THIRTY ONE.

3K 71 74
                                        

I am so incredibly sorry. This actually hurt me to write (just know I am hurting alongside each and every one of you), but if it brings you any comfort whatsoever, just know that things won't stay this heartbreaking forever. Love you guys <3


I wasn't even sure when it had begun. Perhaps it had always been there, buried beneath everything else, waiting for the moment I'd finally notice. Or maybe it had crept up on me slowly, piece by piece, until it was too large, too consuming, to ignore.

Maybe that was what made this so much harder.

Because this wasn't just some silly infatuation, some passing attraction that would fade with time. It wasn't a fleeting I quite like him or a harmless crush I could brush aside.

It was more than that. So much more. And it wasn't until now—until the moment I knew I had to let him go—that I finally understood what it had always been.

Love.

It was love.

I loved Harry. I was in love with him. And that realisation didn't fill me with warmth or certainty—it shattered me. Because it was already too late. Because loving him only made what I had to do so much more unbearable.


"I can practically hear the thoughts whirring in your brain," Harry murmurs, his arm draped lazily over me, his lips brushing against the side of my neck as he speaks.

His voice is low, thick with sleep, the kind of warmth that should make me melt, but all it does is send another sharp twist through my gut.

We'd woken up together just hours after I'd selfishly wrapped myself up in him, knowing full well what was coming. What I had to do. But last night, I'd let myself be weak. I'd let myself have him, even though I knew it would only make this morning hurt more.

"I have a lot of thoughts. All the time," I reply simply, keeping my voice light, controlled. If I say too much, I'll break. And if I break, I won't be able to do this.

Harry hums against my skin, the sound vibrating through me. "You know, I like it when you tell me your thoughts. I could listen for hours."

It feels like he knows. Like he senses something shifting between us, something slipping from his grasp, and he's trying—God, he's trying—to hold it together.

But he can't. Neither of us can.

I barely even made the decision. It was like the moment the thought entered my mind, it latched on and refused to leave. I had to do this.

"You'd get bored," I say, but my voice lacks conviction.

Harry scoffs. "Of you? Unlikely." He sighs, shifting beside me. "Wanna have a morning smoke?"

I should say no. I should tell him we need to talk, that there's no point dragging this out any longer. But I'm scared. Of his reaction. Of how much this is going to hurt. Of what my life looks like after this moment.

"Yeah, alright," I agree instead.

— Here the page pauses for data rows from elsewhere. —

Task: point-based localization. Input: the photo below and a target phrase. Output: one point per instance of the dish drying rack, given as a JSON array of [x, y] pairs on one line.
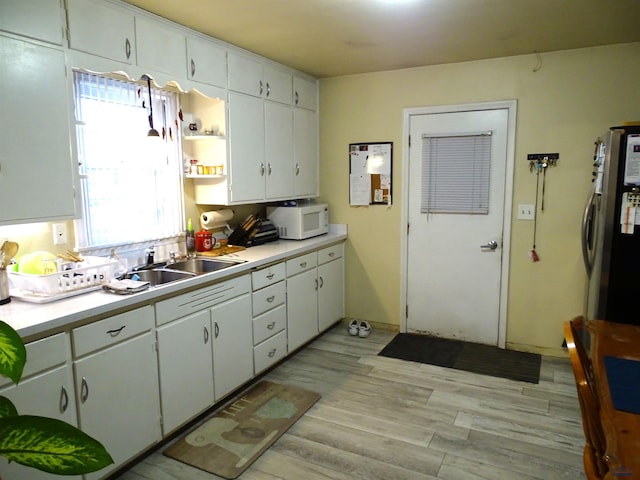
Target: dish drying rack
[[73, 278]]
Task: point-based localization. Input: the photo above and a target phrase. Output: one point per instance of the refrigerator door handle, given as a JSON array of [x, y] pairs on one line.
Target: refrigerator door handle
[[587, 220]]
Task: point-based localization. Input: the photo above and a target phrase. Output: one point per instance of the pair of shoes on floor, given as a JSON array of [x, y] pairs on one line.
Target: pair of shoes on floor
[[360, 328]]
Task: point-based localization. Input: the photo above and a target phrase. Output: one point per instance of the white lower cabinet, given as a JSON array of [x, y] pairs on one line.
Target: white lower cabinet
[[232, 345], [184, 356], [46, 389], [315, 294], [116, 377], [204, 342]]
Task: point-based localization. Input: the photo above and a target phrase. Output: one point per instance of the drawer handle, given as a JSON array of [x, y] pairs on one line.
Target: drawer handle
[[64, 399], [116, 332], [84, 390]]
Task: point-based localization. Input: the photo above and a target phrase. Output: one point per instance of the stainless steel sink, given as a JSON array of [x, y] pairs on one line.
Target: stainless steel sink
[[201, 265], [159, 276]]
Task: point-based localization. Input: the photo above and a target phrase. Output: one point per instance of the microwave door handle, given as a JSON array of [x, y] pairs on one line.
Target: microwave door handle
[[587, 225]]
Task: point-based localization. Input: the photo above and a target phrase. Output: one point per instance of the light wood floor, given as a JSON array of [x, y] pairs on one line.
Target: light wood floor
[[387, 419]]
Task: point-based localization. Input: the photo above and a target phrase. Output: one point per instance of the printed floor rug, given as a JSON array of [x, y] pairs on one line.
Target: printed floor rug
[[471, 357], [228, 442]]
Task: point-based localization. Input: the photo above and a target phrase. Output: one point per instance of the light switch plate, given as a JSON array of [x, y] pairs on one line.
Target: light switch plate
[[526, 211], [59, 234]]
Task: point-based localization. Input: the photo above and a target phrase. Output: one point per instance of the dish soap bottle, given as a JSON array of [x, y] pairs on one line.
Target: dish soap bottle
[[190, 240]]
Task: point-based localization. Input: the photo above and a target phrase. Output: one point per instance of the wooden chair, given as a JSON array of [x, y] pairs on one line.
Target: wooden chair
[[594, 449]]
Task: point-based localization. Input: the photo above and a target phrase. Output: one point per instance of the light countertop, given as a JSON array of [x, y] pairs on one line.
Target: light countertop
[[33, 320]]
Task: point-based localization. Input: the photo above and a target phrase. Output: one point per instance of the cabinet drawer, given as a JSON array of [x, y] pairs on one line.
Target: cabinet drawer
[[269, 352], [191, 302], [111, 330], [267, 276], [268, 324], [330, 253], [268, 298], [301, 264]]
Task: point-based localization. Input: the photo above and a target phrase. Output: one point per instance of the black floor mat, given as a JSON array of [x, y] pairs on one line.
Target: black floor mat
[[471, 357]]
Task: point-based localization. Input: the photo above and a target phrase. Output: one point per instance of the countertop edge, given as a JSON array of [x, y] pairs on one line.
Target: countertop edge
[[64, 314]]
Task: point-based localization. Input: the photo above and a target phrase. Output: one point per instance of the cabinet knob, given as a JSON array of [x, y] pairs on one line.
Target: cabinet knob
[[84, 390], [64, 399]]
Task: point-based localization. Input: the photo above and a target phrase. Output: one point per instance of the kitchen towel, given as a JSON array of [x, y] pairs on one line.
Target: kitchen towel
[[215, 218]]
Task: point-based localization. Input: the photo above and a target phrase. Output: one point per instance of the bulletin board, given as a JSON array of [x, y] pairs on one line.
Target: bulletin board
[[370, 173]]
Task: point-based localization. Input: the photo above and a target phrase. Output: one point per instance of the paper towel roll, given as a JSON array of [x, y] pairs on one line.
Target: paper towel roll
[[216, 218]]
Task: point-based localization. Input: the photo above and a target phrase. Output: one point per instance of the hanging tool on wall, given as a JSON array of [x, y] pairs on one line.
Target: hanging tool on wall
[[540, 162]]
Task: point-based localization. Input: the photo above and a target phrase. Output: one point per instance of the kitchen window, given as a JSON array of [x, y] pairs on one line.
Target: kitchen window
[[131, 183]]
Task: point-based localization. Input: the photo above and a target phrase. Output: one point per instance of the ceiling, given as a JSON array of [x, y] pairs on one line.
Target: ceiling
[[328, 38]]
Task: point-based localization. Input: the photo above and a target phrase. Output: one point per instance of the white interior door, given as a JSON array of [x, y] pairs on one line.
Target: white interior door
[[454, 277]]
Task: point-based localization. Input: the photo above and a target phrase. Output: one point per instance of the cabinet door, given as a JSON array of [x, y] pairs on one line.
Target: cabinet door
[[206, 62], [40, 19], [277, 85], [245, 75], [305, 153], [50, 395], [186, 369], [305, 93], [330, 293], [246, 148], [232, 344], [119, 404], [159, 47], [278, 150], [37, 175], [102, 29], [302, 308]]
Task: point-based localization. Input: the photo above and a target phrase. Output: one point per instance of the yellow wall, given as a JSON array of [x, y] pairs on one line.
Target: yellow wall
[[562, 107]]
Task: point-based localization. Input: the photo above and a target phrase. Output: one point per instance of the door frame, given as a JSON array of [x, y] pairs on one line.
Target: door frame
[[511, 107]]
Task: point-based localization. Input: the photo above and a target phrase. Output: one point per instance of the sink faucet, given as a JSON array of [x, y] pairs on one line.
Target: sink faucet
[[149, 252]]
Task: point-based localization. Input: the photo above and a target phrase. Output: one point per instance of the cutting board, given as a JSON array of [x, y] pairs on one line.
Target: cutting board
[[216, 252]]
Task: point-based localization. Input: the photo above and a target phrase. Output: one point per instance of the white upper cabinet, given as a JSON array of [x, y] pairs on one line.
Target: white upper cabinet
[[38, 177], [206, 62], [305, 93], [305, 152], [252, 77], [160, 47], [101, 29], [39, 19]]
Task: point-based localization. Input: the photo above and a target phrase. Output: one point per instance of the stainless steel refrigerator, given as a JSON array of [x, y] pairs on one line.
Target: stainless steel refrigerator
[[611, 229]]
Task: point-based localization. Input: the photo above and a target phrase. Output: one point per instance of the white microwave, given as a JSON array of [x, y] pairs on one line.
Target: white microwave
[[301, 221]]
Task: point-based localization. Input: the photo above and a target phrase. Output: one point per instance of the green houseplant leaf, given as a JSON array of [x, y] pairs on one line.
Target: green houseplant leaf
[[46, 444], [13, 354], [50, 445]]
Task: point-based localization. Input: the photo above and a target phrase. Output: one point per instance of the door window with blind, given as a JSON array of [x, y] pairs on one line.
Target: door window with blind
[[131, 183], [455, 174]]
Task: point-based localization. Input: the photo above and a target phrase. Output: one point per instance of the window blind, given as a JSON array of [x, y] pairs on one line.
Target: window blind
[[131, 188], [455, 174]]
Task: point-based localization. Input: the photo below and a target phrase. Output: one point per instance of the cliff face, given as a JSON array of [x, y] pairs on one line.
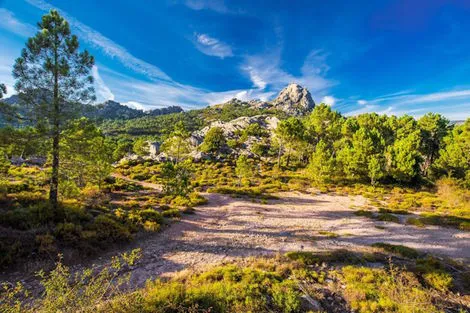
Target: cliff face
[[294, 100]]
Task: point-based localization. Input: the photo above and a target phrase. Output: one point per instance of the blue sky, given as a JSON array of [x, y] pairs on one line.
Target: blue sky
[[394, 57]]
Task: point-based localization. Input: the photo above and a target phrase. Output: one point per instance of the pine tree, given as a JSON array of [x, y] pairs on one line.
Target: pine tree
[[53, 78]]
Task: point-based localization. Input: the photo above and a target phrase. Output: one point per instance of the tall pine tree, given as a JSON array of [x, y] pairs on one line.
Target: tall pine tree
[[53, 79]]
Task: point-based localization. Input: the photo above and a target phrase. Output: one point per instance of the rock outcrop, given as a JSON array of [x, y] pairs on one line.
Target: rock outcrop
[[231, 128], [294, 100]]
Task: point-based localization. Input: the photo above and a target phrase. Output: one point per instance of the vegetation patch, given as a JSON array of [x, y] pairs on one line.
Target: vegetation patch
[[398, 249]]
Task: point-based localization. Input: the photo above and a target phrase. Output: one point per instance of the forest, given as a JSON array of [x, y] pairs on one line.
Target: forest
[[75, 189]]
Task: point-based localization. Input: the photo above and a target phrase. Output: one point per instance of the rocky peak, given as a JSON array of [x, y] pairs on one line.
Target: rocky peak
[[295, 100]]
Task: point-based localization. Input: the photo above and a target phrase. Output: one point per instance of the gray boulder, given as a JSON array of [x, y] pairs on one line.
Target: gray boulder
[[294, 100]]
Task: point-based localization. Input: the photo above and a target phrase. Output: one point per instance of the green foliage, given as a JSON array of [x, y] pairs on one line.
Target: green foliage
[[176, 179], [290, 133], [434, 128], [321, 164], [214, 141], [244, 168], [52, 79], [177, 145], [141, 147], [398, 249], [66, 292], [88, 155], [4, 163], [172, 213], [374, 290], [455, 157]]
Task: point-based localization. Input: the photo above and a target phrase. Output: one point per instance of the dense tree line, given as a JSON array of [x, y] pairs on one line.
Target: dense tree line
[[372, 147]]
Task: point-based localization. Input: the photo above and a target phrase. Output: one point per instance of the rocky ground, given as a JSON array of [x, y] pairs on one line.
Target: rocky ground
[[227, 229]]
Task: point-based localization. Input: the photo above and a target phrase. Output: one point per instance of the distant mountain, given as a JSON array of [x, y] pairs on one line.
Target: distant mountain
[[292, 100], [109, 110]]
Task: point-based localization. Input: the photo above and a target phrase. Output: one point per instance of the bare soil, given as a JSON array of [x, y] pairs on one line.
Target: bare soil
[[227, 229]]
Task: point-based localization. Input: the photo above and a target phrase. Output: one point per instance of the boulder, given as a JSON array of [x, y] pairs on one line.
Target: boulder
[[294, 100]]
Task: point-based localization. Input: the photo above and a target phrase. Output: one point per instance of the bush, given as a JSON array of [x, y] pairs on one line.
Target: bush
[[68, 232], [151, 215], [375, 290], [107, 229], [387, 217], [172, 213], [398, 249], [364, 213]]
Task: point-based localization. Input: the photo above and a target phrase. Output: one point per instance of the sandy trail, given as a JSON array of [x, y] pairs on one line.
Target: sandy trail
[[226, 229]]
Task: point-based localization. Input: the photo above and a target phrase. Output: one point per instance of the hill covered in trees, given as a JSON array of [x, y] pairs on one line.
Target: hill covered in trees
[[302, 189]]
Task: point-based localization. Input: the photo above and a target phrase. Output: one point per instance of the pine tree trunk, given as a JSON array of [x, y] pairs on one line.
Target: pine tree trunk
[[279, 157], [54, 188], [53, 193]]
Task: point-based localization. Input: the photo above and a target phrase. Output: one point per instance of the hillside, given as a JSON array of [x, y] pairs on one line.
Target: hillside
[[108, 110]]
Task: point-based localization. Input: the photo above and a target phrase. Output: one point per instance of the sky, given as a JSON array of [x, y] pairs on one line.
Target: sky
[[390, 57]]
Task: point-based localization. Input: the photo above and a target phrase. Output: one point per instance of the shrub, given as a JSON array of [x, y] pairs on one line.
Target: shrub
[[415, 221], [46, 244], [365, 213], [151, 215], [375, 290], [108, 229], [68, 232], [172, 213], [439, 280], [151, 226], [398, 249], [387, 217]]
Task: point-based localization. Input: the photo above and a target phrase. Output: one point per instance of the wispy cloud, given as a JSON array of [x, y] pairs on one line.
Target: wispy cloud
[[9, 22], [214, 5], [106, 45], [102, 90], [213, 46], [454, 104], [265, 72], [330, 100]]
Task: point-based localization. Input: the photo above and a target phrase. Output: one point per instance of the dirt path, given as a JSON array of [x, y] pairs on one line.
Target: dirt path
[[226, 229]]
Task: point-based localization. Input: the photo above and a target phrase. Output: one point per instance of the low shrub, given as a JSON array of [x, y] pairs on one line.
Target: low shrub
[[150, 215], [374, 290], [107, 229], [365, 213], [387, 217], [398, 249], [173, 213], [415, 221]]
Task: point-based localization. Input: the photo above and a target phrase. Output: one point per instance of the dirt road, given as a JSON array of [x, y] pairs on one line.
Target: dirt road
[[226, 229]]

Just a little longer. Just one more cigarette. For him. For me. For us.

Because after today, he might never want to see me again.


By the time I step outside onto the balcony, Harry is already there, sitting back in one of the chairs, gazing out at the view like he has all the time in the world.

And then he looks at me.

And for a moment, it's as if nothing has changed. His eyes soften, his lips curl into the kind of easy smile that always makes my stomach flip, and he looks at me like I'm the most beautiful thing he's ever seen.